Based on this experience, I decided to create a new blog post series that consists of interviews with our data engineers. I believe this will help to demystify data engineering and it might encourage more software engineers to become data engineers.
This week the interview is with me. 🙂
What is data engineering for you and how does it overlap with software engineering?
To make my opinion clear, I’m going to describe the goal of data in organisations so I can move into the specifics of data engineering.
Organisations have multiple systems generating data, transactional, usage data, etc. This data is valuable because it could and should be used to support decision making within an organisation. Sometimes this decision making is achieved by a manual process by looking into dashboards or reports generated by data analysts, some other times it’s achieved by machine learning algorithms created by data scientists that do the decisions by themselves.
Making this data available and usable is the main work of a data engineer. From a high level perspective, the work consists of collecting, modelling, cleaning, transforming the data into datasets, or data streams ready to be consumed. It sounds simple but there are a lot of idiosyncrasies as you can imagine such as data security, schema changes, very big datasets, data quality, etc.
So, how do data engineers solve their tasks? Most of the time it’s by doing software engineering.
That being said, why do we have two different roles? Because the data area is so broad and it requires specific knowledge and a specific mindset to work with (the product is the data, the data needs to be tested apart from the software, etc).
I tend to see data engineering as a layer of skills and knowledge on top of software engineering skills. Also, I believe some software engineers have been working on data engineering tasks without being called ‘data engineers.’
How did you get involved in data engineering?
I started to work on data during my master thesis (and the following research) which was focused on natural language processing for Portuguese. I know it sounds more like data science, and it was. After this research phase, I worked for a couple of years doing software engineering and I ended up in a project where the client asked my team to do an ML model to predict user behaviour. I ended up working on the data science part and also developing an ML model pipeline and an infrastructure to make AB testing of models. These days, we tend to call this last part ML engineering, although I see it as part of data engineering. After this project, I’ve been working on data projects, mostly in data pipelines.
What are the skills a data engineer must have that a software engineer usually doesn’t have?
Starting with some generic topics:
- Strong SQL skills is a must-have.
- Knowing the details of different types of data storages (transactional databases, data warehouses, distributed file systems) is also very important.
- Data modeling is an important part of the job.

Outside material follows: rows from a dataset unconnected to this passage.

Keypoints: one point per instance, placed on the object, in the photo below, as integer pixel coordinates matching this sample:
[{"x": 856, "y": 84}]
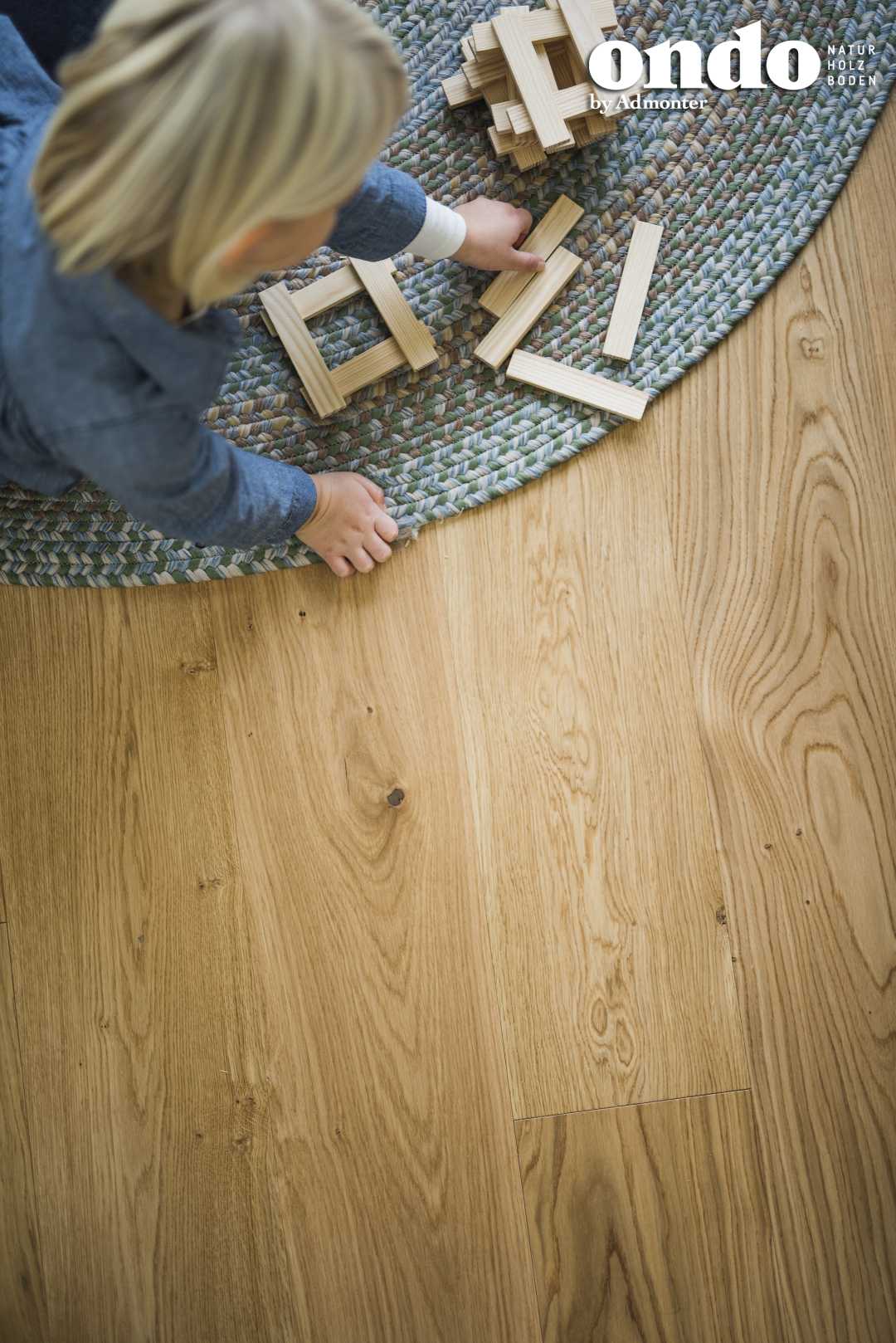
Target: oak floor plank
[
  {"x": 649, "y": 1223},
  {"x": 23, "y": 1306},
  {"x": 868, "y": 198},
  {"x": 140, "y": 1052},
  {"x": 782, "y": 506},
  {"x": 601, "y": 878},
  {"x": 390, "y": 1107}
]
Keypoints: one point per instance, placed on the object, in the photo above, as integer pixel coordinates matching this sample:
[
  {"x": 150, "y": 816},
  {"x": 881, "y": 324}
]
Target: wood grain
[
  {"x": 143, "y": 1071},
  {"x": 601, "y": 878},
  {"x": 23, "y": 1306},
  {"x": 782, "y": 505},
  {"x": 525, "y": 310},
  {"x": 370, "y": 367},
  {"x": 869, "y": 204},
  {"x": 331, "y": 291},
  {"x": 544, "y": 238},
  {"x": 405, "y": 1216},
  {"x": 637, "y": 273},
  {"x": 589, "y": 388},
  {"x": 412, "y": 336},
  {"x": 308, "y": 362},
  {"x": 649, "y": 1225},
  {"x": 533, "y": 85}
]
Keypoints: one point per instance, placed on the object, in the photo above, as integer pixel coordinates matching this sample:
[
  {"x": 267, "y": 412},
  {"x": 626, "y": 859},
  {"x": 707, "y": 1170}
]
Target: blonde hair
[{"x": 188, "y": 123}]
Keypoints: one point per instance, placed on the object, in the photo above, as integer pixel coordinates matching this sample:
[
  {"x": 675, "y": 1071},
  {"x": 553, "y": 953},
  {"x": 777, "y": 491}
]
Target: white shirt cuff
[{"x": 442, "y": 232}]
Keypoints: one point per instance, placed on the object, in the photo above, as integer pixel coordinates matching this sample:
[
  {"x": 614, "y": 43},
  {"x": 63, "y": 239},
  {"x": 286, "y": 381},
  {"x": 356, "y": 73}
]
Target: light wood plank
[
  {"x": 332, "y": 291},
  {"x": 23, "y": 1306},
  {"x": 582, "y": 387},
  {"x": 627, "y": 309},
  {"x": 525, "y": 310},
  {"x": 143, "y": 1069},
  {"x": 533, "y": 85},
  {"x": 869, "y": 202},
  {"x": 388, "y": 1092},
  {"x": 317, "y": 384},
  {"x": 528, "y": 156},
  {"x": 649, "y": 1223},
  {"x": 543, "y": 26},
  {"x": 570, "y": 102},
  {"x": 412, "y": 336},
  {"x": 782, "y": 505},
  {"x": 370, "y": 367},
  {"x": 601, "y": 880}
]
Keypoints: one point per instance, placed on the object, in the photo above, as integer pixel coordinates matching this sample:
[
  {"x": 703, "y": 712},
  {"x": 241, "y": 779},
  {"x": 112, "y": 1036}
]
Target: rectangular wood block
[
  {"x": 411, "y": 335},
  {"x": 332, "y": 291},
  {"x": 525, "y": 310},
  {"x": 543, "y": 26},
  {"x": 527, "y": 156},
  {"x": 581, "y": 387},
  {"x": 306, "y": 359},
  {"x": 543, "y": 239},
  {"x": 370, "y": 367},
  {"x": 633, "y": 291},
  {"x": 533, "y": 85}
]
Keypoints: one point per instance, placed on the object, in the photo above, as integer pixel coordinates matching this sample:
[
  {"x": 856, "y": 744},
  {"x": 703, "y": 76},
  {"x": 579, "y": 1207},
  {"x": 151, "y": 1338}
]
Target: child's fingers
[
  {"x": 340, "y": 565},
  {"x": 527, "y": 262},
  {"x": 387, "y": 527}
]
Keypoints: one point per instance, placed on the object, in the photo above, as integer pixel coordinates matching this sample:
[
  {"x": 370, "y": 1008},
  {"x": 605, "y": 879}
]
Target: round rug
[{"x": 738, "y": 186}]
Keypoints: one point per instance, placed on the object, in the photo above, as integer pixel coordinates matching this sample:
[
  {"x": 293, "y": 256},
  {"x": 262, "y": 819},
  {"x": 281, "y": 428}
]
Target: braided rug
[{"x": 738, "y": 186}]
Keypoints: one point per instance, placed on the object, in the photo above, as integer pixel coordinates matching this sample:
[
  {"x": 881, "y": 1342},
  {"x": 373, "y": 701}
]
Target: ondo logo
[{"x": 747, "y": 45}]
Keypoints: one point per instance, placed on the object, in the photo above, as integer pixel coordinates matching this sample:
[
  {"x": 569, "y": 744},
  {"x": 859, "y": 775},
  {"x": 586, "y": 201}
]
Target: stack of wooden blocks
[
  {"x": 518, "y": 300},
  {"x": 531, "y": 66}
]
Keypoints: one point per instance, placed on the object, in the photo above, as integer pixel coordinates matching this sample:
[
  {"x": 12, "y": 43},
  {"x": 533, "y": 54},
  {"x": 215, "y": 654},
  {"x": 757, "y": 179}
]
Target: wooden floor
[{"x": 500, "y": 945}]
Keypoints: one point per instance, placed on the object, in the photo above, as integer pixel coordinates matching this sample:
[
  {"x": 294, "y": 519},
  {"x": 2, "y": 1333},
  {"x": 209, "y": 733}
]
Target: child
[{"x": 197, "y": 145}]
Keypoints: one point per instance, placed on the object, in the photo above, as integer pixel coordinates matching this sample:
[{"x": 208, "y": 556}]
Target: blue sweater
[{"x": 93, "y": 382}]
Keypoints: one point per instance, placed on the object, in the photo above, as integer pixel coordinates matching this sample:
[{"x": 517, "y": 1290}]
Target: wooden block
[
  {"x": 633, "y": 291},
  {"x": 317, "y": 384},
  {"x": 543, "y": 241},
  {"x": 529, "y": 78},
  {"x": 544, "y": 26},
  {"x": 368, "y": 367},
  {"x": 524, "y": 313},
  {"x": 527, "y": 156},
  {"x": 500, "y": 117},
  {"x": 570, "y": 102},
  {"x": 332, "y": 291},
  {"x": 579, "y": 387},
  {"x": 411, "y": 335},
  {"x": 458, "y": 90},
  {"x": 583, "y": 27}
]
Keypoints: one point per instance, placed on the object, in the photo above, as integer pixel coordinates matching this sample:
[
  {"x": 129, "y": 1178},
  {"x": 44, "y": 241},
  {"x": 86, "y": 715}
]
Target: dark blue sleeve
[
  {"x": 187, "y": 481},
  {"x": 26, "y": 91},
  {"x": 382, "y": 217}
]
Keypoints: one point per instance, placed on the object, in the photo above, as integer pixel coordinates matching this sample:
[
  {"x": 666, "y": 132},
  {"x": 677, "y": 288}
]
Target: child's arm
[{"x": 390, "y": 214}]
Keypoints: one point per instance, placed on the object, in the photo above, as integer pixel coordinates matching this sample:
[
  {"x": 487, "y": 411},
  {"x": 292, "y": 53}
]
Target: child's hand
[
  {"x": 349, "y": 527},
  {"x": 494, "y": 232}
]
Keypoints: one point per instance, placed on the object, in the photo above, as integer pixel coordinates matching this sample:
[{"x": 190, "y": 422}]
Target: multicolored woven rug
[{"x": 738, "y": 186}]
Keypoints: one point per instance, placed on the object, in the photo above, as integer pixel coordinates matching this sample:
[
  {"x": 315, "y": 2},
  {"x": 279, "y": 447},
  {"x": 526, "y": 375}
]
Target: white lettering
[
  {"x": 778, "y": 65},
  {"x": 748, "y": 45}
]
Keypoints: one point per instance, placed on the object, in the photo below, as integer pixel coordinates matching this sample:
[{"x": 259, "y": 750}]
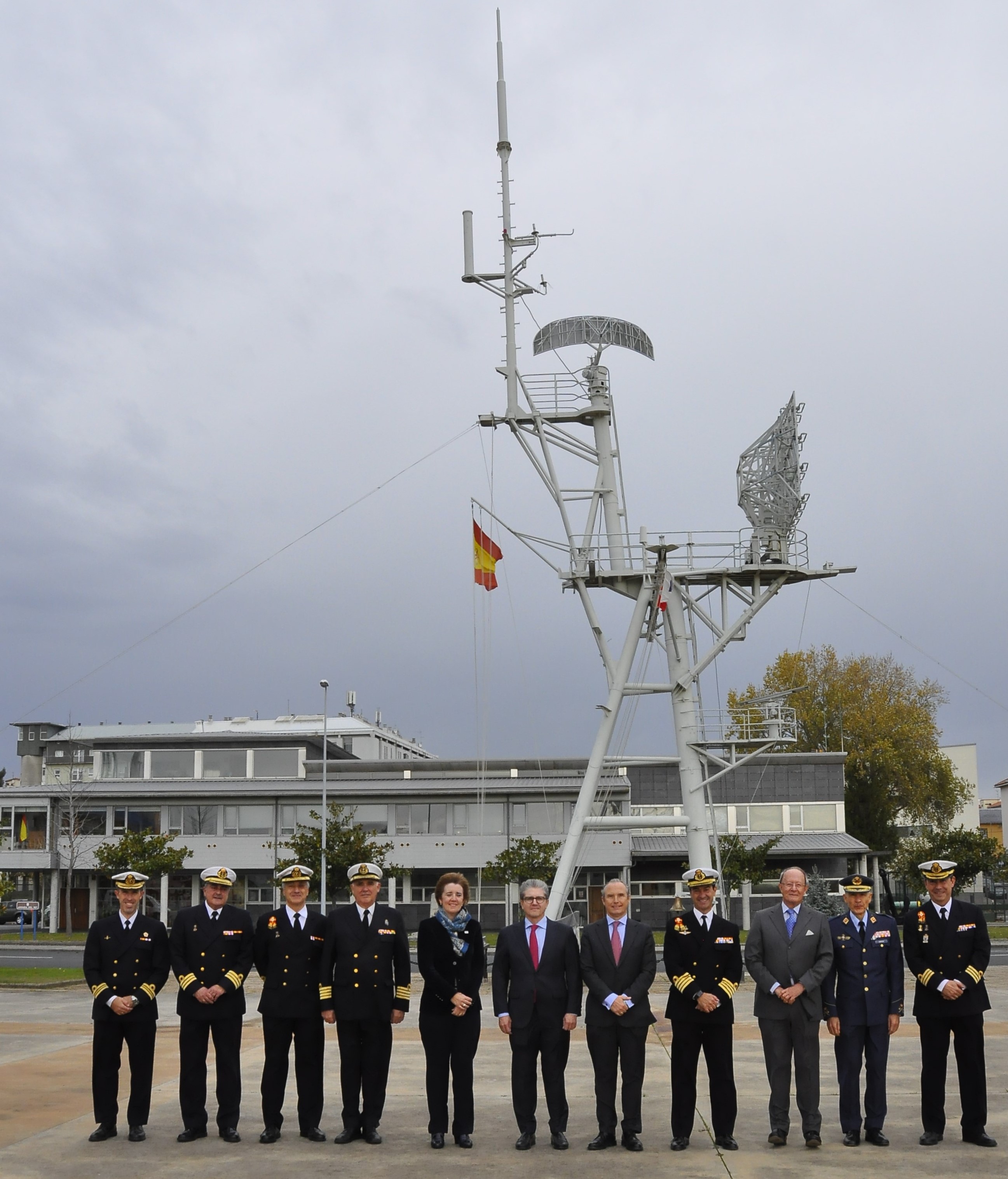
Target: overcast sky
[{"x": 232, "y": 246}]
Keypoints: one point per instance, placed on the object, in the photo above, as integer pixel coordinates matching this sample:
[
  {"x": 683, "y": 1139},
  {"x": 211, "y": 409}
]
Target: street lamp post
[{"x": 324, "y": 685}]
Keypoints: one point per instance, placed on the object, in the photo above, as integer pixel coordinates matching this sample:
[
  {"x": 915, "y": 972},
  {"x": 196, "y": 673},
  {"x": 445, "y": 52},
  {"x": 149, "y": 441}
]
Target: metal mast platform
[{"x": 692, "y": 592}]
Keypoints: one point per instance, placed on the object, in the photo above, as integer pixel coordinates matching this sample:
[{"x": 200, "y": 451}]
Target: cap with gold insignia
[
  {"x": 697, "y": 878},
  {"x": 364, "y": 873},
  {"x": 298, "y": 874},
  {"x": 938, "y": 869},
  {"x": 218, "y": 876}
]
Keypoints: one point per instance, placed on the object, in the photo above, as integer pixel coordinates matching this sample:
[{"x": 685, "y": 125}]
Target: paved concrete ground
[{"x": 45, "y": 1111}]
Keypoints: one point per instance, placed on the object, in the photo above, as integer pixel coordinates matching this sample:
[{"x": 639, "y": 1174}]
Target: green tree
[
  {"x": 886, "y": 719},
  {"x": 347, "y": 843},
  {"x": 739, "y": 864},
  {"x": 144, "y": 853},
  {"x": 973, "y": 853},
  {"x": 525, "y": 860}
]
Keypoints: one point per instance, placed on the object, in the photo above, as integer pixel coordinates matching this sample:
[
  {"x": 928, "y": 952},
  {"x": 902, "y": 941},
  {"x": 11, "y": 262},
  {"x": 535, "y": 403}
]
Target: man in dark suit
[
  {"x": 288, "y": 952},
  {"x": 211, "y": 955},
  {"x": 537, "y": 986},
  {"x": 364, "y": 988},
  {"x": 126, "y": 964},
  {"x": 703, "y": 960},
  {"x": 618, "y": 965},
  {"x": 789, "y": 953},
  {"x": 948, "y": 949},
  {"x": 863, "y": 1001}
]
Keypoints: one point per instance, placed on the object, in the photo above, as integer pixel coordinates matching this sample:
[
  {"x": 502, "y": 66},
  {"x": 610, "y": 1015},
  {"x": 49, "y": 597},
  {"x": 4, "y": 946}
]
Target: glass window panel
[
  {"x": 224, "y": 763},
  {"x": 460, "y": 822},
  {"x": 373, "y": 817},
  {"x": 173, "y": 763},
  {"x": 766, "y": 819},
  {"x": 439, "y": 819},
  {"x": 200, "y": 821},
  {"x": 123, "y": 763},
  {"x": 820, "y": 817},
  {"x": 275, "y": 763}
]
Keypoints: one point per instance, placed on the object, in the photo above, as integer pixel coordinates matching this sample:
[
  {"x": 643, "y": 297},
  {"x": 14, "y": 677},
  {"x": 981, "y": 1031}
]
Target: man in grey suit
[{"x": 789, "y": 953}]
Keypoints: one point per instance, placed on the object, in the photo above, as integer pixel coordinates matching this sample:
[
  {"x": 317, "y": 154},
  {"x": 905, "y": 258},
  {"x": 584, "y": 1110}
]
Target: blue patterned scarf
[{"x": 455, "y": 926}]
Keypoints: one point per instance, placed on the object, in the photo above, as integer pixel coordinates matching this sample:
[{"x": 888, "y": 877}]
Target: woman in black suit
[{"x": 452, "y": 959}]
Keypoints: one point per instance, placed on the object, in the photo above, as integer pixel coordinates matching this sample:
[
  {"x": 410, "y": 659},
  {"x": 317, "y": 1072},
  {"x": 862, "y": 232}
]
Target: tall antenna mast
[{"x": 681, "y": 584}]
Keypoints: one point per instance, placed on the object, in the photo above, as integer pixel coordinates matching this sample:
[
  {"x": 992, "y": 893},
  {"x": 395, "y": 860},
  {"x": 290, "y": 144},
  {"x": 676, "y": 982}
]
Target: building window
[
  {"x": 249, "y": 820},
  {"x": 173, "y": 763},
  {"x": 275, "y": 763},
  {"x": 123, "y": 763},
  {"x": 225, "y": 763}
]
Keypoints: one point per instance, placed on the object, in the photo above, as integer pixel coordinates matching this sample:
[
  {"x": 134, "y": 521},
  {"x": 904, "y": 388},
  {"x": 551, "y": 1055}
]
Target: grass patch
[{"x": 16, "y": 975}]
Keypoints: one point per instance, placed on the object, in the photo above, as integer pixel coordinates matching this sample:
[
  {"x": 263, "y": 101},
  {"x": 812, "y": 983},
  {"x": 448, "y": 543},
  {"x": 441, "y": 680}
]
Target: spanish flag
[{"x": 486, "y": 556}]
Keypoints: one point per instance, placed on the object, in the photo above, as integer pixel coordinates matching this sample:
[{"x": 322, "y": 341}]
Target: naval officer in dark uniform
[
  {"x": 948, "y": 948},
  {"x": 703, "y": 960},
  {"x": 862, "y": 1005},
  {"x": 126, "y": 964},
  {"x": 288, "y": 952},
  {"x": 211, "y": 955},
  {"x": 364, "y": 989}
]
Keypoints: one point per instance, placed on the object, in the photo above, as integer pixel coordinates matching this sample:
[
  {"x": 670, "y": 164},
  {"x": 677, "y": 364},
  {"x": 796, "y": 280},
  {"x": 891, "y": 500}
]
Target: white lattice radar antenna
[{"x": 691, "y": 592}]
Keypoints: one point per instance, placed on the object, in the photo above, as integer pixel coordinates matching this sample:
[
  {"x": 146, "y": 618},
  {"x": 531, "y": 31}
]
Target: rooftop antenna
[{"x": 566, "y": 421}]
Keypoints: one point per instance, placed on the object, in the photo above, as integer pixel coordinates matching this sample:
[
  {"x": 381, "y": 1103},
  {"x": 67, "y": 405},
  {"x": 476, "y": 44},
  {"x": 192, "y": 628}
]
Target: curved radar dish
[{"x": 597, "y": 331}]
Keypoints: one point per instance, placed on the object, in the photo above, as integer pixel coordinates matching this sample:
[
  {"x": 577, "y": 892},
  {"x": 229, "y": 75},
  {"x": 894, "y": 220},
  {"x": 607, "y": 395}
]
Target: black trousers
[
  {"x": 194, "y": 1039},
  {"x": 688, "y": 1039},
  {"x": 364, "y": 1055},
  {"x": 870, "y": 1044},
  {"x": 450, "y": 1044},
  {"x": 106, "y": 1053},
  {"x": 617, "y": 1047},
  {"x": 552, "y": 1044},
  {"x": 309, "y": 1048},
  {"x": 968, "y": 1032}
]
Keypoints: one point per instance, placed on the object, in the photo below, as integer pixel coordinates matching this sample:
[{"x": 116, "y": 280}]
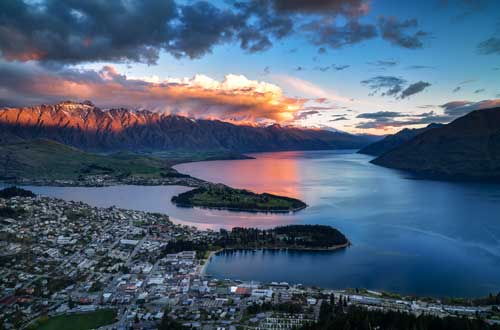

- It’s good to know how data scientists and data analysts work because they’re usually the clients of the data.
- GDPR and data security speak for themselves.
Stream processing and big data processing are also very good skills to have because a good part of projects require them. It’s also good to know the data landscape, which is huge, and there isn’t a preferred stack that is consistently widely used.
What data trends are you keeping an eye on?
I’m closely following the trend about leveraging the power of the modern cloud data warehouses which separate storage from computing like BigQuery or Snowflake, to make SQL data pipelines in an ELT fashion. It’s a game-changer, in my opinion. The need to use tools like Spark and to have specialised engineers and infrastructure is minimised. Having the data pipelines in SQL allowed data analysts to participate in the transformation part, and there is a new role emerging based on that, analytics engineering.
I’m keeping an eye on data mesh, with a focus on treating data as a product and having a central team that facilitates the work on data for other teams.
I’m also interested in AutoML. As mentioned, I also have experience as a data scientist, not much, but sufficient to believe that some of that work can be automated. I do believe that AutoML can help data scientists, I don’t believe it can replace them.
Do you have any recommendations for software engineers who want to be data engineers?
It should not be hard if you already have software engineering skills. The field is broad, so you might want to choose one area that you would like to work in, data pipelines for instance, and start to study it from a practical perspective. If you are into books I recommend Designing Data-Intensive Applications as a general data book. Also, if you are part of a project where you can pair on data engineering tasks, give it a try.